15.   The City submitted a statement from its supervisor of roads and bridges. In the statement, the supervisor explained that the City’s road failures and pothole repairs procedure involves two main ways of identifying damaged roads. The first is through reports by the City’s six to eight maintenance crews who regularly inspect roadways during their everyday travel to and from job sites. The second is through complaints made by members of the public. The procedure indicates the repair response time varies from immediately to one or two days, depending on the hazardous condition and location. It explains the City has one maintenance service truck driver whose job it is to inspect, repair, or make safe minor road failures like potholes, while referring those beyond their capability to their supervisor for assessment and scheduling. Further, the procedure says information about pothole repairs is filed in a database to help crews target areas of previous concern, and to help prioritize roads for future maintenance programs, within the City’s budget.

16.   I find the City’s road failures and potholes repair procedure describes the City’s policy approach to repairing damaged roads. I find it does this by setting out its decision to have a reactive and primarily complaints-driven system. The method a local government chooses to maintain its roads is a policy matter, not an operational decision (see Barrett v. North Vancouver (District), [1980] 2 SCR 418). In addition, I find the policy appears reasonable and made in good faith, given the City’s budgetary and resource constraints.

17.   Ms. Malo says the City was or should have been aware of the generally poor state of its roads due to media coverage of this topic, and taken additional steps to address this. I disagree. I find that being generally aware of the roads’ state did not meet the policy requirement for maintaining or repairing any particular City roads.

18.   The evidence clearly shows Mr. Drinkwater did not report the pothole that allegedly damaged Ms.
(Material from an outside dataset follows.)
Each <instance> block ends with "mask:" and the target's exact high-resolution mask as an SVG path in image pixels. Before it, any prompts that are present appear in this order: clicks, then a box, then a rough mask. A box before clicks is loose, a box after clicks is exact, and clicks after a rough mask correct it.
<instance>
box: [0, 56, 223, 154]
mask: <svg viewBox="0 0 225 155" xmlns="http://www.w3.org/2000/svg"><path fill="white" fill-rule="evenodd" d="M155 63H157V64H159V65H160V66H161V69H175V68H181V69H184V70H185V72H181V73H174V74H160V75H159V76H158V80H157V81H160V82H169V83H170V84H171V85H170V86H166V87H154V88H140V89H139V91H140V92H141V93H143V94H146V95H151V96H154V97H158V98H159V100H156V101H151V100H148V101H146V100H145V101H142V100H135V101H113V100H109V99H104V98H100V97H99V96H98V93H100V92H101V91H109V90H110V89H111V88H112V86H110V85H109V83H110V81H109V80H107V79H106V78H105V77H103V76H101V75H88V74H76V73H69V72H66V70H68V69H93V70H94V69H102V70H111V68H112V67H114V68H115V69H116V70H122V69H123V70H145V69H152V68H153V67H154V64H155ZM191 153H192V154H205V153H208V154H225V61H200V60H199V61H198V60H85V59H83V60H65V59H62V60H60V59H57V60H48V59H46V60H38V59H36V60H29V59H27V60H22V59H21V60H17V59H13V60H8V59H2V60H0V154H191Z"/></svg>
Malo’s vehicle on December 26, 2022 until he submitted a claim on January 10, 2023, on Ms. Malo’s behalf. The City says there were no reports of the pothole in question until 4:56pm on December 27, 2022, when a member of the public complained about it. A City request for service document in evidence shows the City dispatched a crew to fill the pothole with cold mix on December 28th, and milled and paved the pothole on January 4th. This is supported by a picture Mr. Drinkwater submitted showing a filled hole with an orange circle spray painted around it. Based on the request for service document, I find Mr. Drinkwater’s undated picture likely pre-dated the milling and paving on January 4th. So, I find the City followed its own policy in responding to the pothole once it was reported.

19.   Based on all of the above, I find the City did not owe Ms. Malo a duty of care, and so was not liable in negligence for the pothole. I dismiss Ms. Malo’s claims. Given this, I find I do not have to address the City’s other defences.

20.   Under section 49 of the CRTA and CRT rules, the CRT will generally order an unsuccessful party to reimburse a successful party for CRT fees and reasonable dispute-related expenses. As the applicants were unsuccessful, I dismiss their claim for CRT fees and for $50 for photocopying and mailing, which I find unproven in any case. The City did not pay any fees, and did not claim dispute-related expenses.

ORDER

21.   I dismiss the applicants’ claims and this dispute.